说到这里,他恨得牙痒痒,为瑾瑜不值,为冤死的贺知府夫妇不值。
“那该死的流民头子傻了眼,趁着所有人都没有反应过来时抽刀自刎,成王割下了他的头颅祭慰贺知府夫妇,剩下的流民不战而溃,之后被打散充入府城兵,如今已是成王麾下士兵。”
“庆州府,如今已在反王的掌控之下,和朝廷敌对。”
“庆州府外,四处起义,各地争锋。”
“北边大旱,粮食颗粒无收,难民集体南迁。”
“我们。”赵大山看向或面色凝重,或茫然无措的村民,“已是叛民。”
庆州府,彻底大乱了。
??[120]第 120 章
“啥,咱成乱民了?”
一声声惊呼险些掀飞地上的落叶,周围骚动不止,他们可是最老实不过的庄稼汉,咋就成乱民了??
成王反了和他们有啥关系啊?!
“关咱们啥事儿啊?!”李来银拍腿大嚎,他一个山旮旯的泥腿子还能反朝廷不成?造反的又不是他,关他啥事儿!
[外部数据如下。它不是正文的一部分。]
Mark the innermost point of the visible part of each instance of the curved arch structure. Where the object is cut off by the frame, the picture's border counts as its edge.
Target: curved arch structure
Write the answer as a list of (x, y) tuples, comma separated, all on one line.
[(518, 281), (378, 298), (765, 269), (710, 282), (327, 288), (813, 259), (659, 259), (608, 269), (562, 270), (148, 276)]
“朝廷不会派兵来杀我们吧?天杀的,冤枉啊!我连镇上都没去过几回,府城的王爷造反和我有啥关系!”
虽然早已做好逃难的准备,但那是逃天灾,逃干旱,老井都快半个月不出水了,大家伙没了活路,这才下定决心跟着老赵家一起逃难,跟着他们寻一个容身之地。
造反是啥意思,就算他们没啥见识也知道,就跟儿子拎着刀把老子砍了,然后大笑三声宣布日后这家就由我做主了一个意思,此等行径不容于世,是会被人戳着脊梁骨骂到进棺材,遗臭万年的!
而叛民就像那弑父恶徒圈养在后院的鸡鸭,身上被刻上恶徒的烙印,去外头啃撮草都要被同村的鸡鸭驱赶嫌弃围杀,即使他们并不想和恶徒扯上一点关系,但在外人眼中,你就是他圈养的家畜,抹不掉,洗不脱。
他们冤大发了啊!
晚霞村村民抱头嚷嚷,嚷得赵老汉脑仁阵阵发疼,他想的更多,一旦庆州府成了叛乱之地,必会集齐一众逆反之徒。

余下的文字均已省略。